Rhode Island’s old law for general contractors was fairly straightforward, contractors who contracted directly with the property owner had “10 business days” from the first furnishing of labor and/or materials to the project to send a notice to the owner. This notice had to sent “in writing, by certified mail, return receipt requested.” This is a fairly easy and straightforward requirement, but Rhode Island decided to modify the deadline and provide for additional means of providing the required notice. The new provision is also clear, but GCs should take note that, while they now have more options, they have less time.
The new amendment made some modifications to §34-28-4.1 of Rhode Islands General Laws. This provision defines and provides the rules for the preliminary notice general contractors must send in order to be entitled to their lien rights. While the old deadline was 10 days after the commencement of work, the new deadline IS the commencement of work. The new modifications to the section provide that the notice may be given:
any time prior to commencing work or delivery of materials for construction, erection, alteration or repair . . .
Parties who contract directly with the property owner on Rhode Island construction projects should take special note that the old deadline has been shortened, and if work commences on the project prior to giving the notice, it’s too late. While this shortens the time frame to provide the notice, it also provides a new way that they notice may be given.

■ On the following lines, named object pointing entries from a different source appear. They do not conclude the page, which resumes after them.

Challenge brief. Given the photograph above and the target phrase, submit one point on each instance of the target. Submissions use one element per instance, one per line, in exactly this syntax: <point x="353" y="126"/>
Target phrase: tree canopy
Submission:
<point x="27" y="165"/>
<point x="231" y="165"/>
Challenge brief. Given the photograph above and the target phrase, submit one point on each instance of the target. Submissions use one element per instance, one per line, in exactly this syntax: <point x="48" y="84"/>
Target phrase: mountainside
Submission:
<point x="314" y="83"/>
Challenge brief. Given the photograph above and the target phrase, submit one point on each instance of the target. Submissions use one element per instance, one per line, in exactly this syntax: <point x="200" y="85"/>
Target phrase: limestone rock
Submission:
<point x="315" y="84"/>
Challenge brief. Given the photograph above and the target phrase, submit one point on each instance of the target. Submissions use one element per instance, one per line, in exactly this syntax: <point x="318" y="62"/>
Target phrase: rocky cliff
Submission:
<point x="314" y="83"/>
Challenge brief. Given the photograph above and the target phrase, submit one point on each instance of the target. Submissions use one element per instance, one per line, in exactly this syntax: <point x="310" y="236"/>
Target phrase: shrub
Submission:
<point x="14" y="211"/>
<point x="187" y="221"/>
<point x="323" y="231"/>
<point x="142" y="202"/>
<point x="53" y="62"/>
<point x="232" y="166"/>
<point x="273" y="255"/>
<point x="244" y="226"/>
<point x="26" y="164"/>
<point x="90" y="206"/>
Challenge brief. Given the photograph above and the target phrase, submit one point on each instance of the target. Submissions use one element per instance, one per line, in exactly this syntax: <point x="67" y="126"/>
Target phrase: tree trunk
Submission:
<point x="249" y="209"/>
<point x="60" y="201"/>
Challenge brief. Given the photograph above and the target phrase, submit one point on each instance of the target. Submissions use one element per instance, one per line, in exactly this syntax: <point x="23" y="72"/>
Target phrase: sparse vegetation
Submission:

The new amendment to the requirement provides that the preliminary notice may be included in the contract, with no separate providing of the notice via mail required. This could streamline the process for direct contractors, and essentially do-away with their “notice requirement” provided the required notice language is added to their form contracts.
In the words of the Rhode Island legislative counsel, this amendment:
“eliminate[s] the requirement that notice under the provisions of the mechanics’ lien law be provided within ten (10) days of commencing physical work on the property, or upon delivery of construction, erection, alteration, or repair materials for the property, by authorizing the notice to be given at any time prior to commencing work or delivery of materials, either incorporated conspicuously in a written contract or sent by certified mail.”
With the ability to provide the required notice in the contract itself, the Rhode Island legislature has given direct contractors a way to do away with the notice requirement for practical purposes. By making sure that the required notice language is contained within the contractor’s form contracts, they can always be protected, as well as save money and decrease worry. However, if the notice is not contained within the contract, the contractor should pay close attention to the newly shortened time requirement, and make sure the notice is sent (via certified mail with return receipt requested) PRIOR to the first furnishing of labor and/or materials.